The data-center unit’s decline contrasted with growth of 9 percent in the fourth quarter. In January, Intel executives predicted that orders would pick up once customers worked through stockpiles of unused chips. Intel’s Xeon processors account for more than 95 percent of the market for chips that run servers, the machines that provide the backbone of the internet and corporate networks.
The company announced earlier this month that it will wind down a multibillion-dollar, decades-long effort to stake a claim in chips for the mobile-phone industry. After Intel’s one significant customer, Apple Inc., said it will return to using Qualcomm Inc. for its iPhones, Intel announced plans to stop developing chips for 5G smartphones and to complete an assessment of the opportunities for modems in personal computers and other devices.
Though the server market is more profitable, Intel still gets the majority of its revenue from the PC market, and its processors are the main component in most of the world’s laptops and desktops. That business posted first-quarter sales of $8.59 billion, up 4.5 percent from a year earlier. Shortages of some parts, caused by manufacturing issues at Intel’s plants, have limited shipments of PCs in recent quarters. Swan said those shortages will continue through the first half of the year.
"Why are we still seeing CPU shortages from Intel? Companies are still having a hard time getting CPUs," said Weston Twigg, an analyst at Keybanc Capital Markets Inc., referring to the central processing unit of PCs. "Why are they leaving the window open for competitors to gain share?"

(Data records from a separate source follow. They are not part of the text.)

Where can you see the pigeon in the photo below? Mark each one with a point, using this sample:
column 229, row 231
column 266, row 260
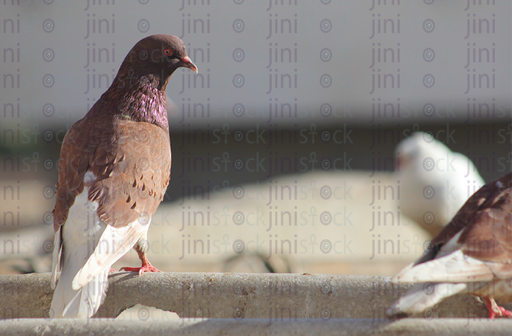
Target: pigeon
column 472, row 254
column 114, row 169
column 435, row 182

The company has been struggling to shift its factory network to more advanced techniques. That’s left Intel and the computer industry short of manufacturing capacity. In response, the company prioritized making chips that it can charge more for -- server and high-end desktop processors -- causing a scarcity of supply, particularly for cheaper laptops.
Intel initially sparked concern last year that it may be losing its edge in manufacturing when the company confirmed that it wouldn’t mass-produce semiconductors made with 10-nanometer technology until later this year. That may put it behind chipmaking rivals such as Taiwan Semiconductor Manufacturing Co.